When the California State Legislature recently reconvened for its 2008 legislative session in Sacramento, State Senator Carole Migden (D-San Francisco/North Bay) immediately introduced legislation to protect rental customers from being overcharged at California airports, the California Chronicle reports.

Migden's SB 1057 would repeal 2006 legislation which has allowed companies to overcharge California consumers by millions of dollars—$24 million in 2007 alone. Migden said she also intends to prohibit car rental companies from passing on to consumers costs of funding the California Travel and Tourism Commission, a cost that the rental car companies were supposed to impose on themselves.

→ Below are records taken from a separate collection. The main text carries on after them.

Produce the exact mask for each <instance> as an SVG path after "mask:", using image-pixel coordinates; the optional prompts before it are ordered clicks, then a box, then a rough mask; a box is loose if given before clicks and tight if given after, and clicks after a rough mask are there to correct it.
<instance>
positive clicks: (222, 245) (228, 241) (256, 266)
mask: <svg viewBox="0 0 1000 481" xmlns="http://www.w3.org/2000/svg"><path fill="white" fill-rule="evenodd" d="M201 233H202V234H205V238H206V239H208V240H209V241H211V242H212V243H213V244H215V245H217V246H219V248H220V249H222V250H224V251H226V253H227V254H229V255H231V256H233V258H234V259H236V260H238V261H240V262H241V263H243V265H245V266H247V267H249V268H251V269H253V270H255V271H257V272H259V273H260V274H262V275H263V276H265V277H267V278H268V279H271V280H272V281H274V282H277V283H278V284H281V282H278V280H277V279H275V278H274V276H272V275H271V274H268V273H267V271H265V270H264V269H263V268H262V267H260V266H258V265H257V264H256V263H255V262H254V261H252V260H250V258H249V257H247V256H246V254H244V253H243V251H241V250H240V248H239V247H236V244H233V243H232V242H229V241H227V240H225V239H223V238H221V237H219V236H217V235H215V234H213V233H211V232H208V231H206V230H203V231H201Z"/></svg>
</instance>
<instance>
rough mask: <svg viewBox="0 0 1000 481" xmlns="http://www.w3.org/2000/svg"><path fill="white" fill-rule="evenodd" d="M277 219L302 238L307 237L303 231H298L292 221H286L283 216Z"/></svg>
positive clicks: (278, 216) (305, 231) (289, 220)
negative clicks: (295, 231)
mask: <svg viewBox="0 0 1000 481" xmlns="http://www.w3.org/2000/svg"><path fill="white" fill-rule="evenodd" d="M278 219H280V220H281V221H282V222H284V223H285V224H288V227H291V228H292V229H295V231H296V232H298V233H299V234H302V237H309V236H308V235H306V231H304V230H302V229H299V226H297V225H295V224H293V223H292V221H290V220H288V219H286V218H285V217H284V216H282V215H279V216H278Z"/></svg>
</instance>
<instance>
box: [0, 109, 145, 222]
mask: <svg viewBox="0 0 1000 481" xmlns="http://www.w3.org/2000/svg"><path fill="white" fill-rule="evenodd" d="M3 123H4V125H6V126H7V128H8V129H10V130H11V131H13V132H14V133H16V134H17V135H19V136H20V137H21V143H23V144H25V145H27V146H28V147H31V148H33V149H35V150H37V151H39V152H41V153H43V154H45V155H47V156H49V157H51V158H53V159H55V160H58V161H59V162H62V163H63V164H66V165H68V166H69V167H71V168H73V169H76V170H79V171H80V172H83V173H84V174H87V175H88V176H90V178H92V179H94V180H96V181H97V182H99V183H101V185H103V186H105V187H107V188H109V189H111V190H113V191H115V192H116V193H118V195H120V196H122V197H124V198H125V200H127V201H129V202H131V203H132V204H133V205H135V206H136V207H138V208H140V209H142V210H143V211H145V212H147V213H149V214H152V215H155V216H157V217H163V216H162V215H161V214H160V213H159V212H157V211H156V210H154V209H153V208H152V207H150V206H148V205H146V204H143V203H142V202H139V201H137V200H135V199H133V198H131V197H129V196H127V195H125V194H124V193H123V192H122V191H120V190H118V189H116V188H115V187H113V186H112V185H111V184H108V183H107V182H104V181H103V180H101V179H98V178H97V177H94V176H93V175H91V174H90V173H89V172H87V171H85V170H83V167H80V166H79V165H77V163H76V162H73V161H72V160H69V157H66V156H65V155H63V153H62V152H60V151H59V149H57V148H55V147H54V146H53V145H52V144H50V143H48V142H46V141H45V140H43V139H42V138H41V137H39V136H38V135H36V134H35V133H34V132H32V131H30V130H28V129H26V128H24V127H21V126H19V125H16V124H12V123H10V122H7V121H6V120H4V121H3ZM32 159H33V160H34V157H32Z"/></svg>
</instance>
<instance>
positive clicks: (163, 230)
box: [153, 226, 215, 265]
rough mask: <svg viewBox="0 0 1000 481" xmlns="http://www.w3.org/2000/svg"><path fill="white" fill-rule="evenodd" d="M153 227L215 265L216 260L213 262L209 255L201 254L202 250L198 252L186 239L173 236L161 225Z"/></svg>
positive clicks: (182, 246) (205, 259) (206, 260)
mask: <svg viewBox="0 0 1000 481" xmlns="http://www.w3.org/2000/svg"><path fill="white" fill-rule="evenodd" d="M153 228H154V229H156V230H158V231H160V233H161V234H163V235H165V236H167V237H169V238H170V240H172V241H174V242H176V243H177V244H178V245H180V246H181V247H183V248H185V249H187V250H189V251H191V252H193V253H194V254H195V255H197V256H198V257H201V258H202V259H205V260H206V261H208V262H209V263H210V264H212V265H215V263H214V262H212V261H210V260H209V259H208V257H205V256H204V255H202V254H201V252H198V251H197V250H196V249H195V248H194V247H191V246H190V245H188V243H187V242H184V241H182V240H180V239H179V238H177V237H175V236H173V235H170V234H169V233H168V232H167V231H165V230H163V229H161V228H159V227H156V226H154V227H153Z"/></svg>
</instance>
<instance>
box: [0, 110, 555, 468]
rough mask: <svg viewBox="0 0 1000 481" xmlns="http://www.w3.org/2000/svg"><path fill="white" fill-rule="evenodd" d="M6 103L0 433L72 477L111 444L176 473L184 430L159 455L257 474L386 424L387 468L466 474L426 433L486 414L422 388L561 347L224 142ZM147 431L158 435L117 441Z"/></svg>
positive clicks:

In a last-minute "gut and amend" in 2006 rental car companies operating out of California airports agreed to increase tourism assessments that they contribute to the budget of the CTTC, in exchange for being allowed to "unbundle" (separately list) their fees when the companies advertise or quote rates, for example, on the Internet.

One of the fees that the rental car companies have to pay, a fee they wanted to unbundled, is the charge that airports levy on them. That airport concession fee is typically about 11 percent of the rental price.

The University of San Diego School of Law's Center for Public Interest Law filed a class action anti-trust case against seven rental car firms in November alleging that the add-on charges were the product of unlawful and collusive private price fixing.

According to the California Chronicle, Migden's legislation also requires rental car companies to provide the legislature with a certified audit of how much additional money they made off of consumers while AB 2592 has been in effect.